Is it normal? It is a bit strange to have most of the cells having baseline of expression at hundreds.. or is it just how bi-exponential transformed data are? I want to make sure that the exported channel values are compatible with FlowSOM clustering without doing any additional steps I did not know.

Other markers do have some cells at 0, however:

Thank you for your help!

denvercal1234GitHub commented 1 year ago

Also @ghar1821 @tomashhurst --- Should we even use channel values exported from FlowJo (after visually transforming the data using biexponential in FlowJo) for clustering purposes? Because in other posts, it was mentioned transformed and exported data from FlowJo are not reliable (https://github.com/HelenaLC/CATALYST/issues/358#issuecomment-1655485231)? Thank you again for your input.

SamGG commented 1 year ago

To make my point clearer, I consider FJ results as correct, but I don't know how to reproduce FJ scaling. Good to have feedback from Spectre team. I will read the links you pointed above when I have time. Best.

denvercal1234GitHub commented 1 year ago

Thank you @SamGG. My biggest concern is whether we can use channel values (transformed by FlowJo) for clustering, because the result of such a clustering showed as above for all markers, the baseline is not 0 but rather around ~200-300, which is a bit odd for the interpretation.

SamGG commented 1 year ago

Using your figure, here is what I think is happening. I added a pseudo scale ranging from 0 to 1000 (or should it be 1024?). I think this is the mapping that FJ is applying to any transformed channel. This shows that the zero is around 250. I added 1 green box and 2 grey boxes. Those boxes represent 50% (green) and 25% (grey) of the full scale. The green box shows the range of intensity that is really used. The grey boxes show the ranges with no cell. FJ_scaling I think you should scale each channel so that the intensity cover the range of the 0..1000 pseudo range. I didn't test yet whether scaling to full range is important or not, but it is on my long todo list. I think it should not be important if dimension reduction is conducted in FJ. If transformation is carried out in Spectre, FlowSOM, CATALYST, R... then zero will be at zero. Hope this help. @tomashhurst @ghar1821 what is your opinion/experience?

tomashhurst commented 3 months ago

@denvercal1234GitHub just looking back over some of these issues -- @SamGG's image summarises it well, and this is also described in our transformation tutorial (https://immunedynamics.io/spectre/cytometry/#tutorials).
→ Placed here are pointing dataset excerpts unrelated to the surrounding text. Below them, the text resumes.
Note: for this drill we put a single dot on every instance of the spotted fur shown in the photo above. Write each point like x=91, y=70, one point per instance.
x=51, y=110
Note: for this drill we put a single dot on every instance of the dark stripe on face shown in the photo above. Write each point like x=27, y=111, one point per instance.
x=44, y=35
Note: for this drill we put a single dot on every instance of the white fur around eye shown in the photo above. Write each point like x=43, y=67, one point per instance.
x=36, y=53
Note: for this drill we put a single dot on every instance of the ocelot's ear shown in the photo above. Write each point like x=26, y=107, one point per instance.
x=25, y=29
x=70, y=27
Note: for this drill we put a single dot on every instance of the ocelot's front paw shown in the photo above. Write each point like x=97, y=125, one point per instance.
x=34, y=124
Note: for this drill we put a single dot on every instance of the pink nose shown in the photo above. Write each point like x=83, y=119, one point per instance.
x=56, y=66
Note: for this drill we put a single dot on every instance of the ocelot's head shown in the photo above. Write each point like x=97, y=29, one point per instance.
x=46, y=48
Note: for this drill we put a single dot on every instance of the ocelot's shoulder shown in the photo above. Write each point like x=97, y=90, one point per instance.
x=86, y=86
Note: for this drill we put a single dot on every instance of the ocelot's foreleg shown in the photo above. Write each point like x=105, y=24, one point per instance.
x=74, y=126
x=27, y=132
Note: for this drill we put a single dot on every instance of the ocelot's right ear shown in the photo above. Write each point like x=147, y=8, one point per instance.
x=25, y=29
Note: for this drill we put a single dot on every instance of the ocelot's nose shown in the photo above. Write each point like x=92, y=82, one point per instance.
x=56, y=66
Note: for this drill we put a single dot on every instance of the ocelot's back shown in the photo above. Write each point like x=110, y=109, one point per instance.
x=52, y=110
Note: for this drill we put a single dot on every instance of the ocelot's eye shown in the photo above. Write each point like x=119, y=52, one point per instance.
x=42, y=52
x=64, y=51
Personally having run clustering on both channel value data and arcsinh transformed data. In theory the channel data has less overall 'sensitivity' (i.e. the range is something like 650) compared to arcsinh transformed data (which has potentially ~10^5 (in decimal points after scaling). However, I have not found huge differences between the two. If you run clustering/tSNE/UMAP etc in FlowJo, it actually uses the channel values behind the scenes.

@SamGG is right that in theory it would be best to scale each parameter individually such that the maximum range is utilised, but we found it tedious to do this in FlowJo, but easy to do it in R with arcsinh transformations.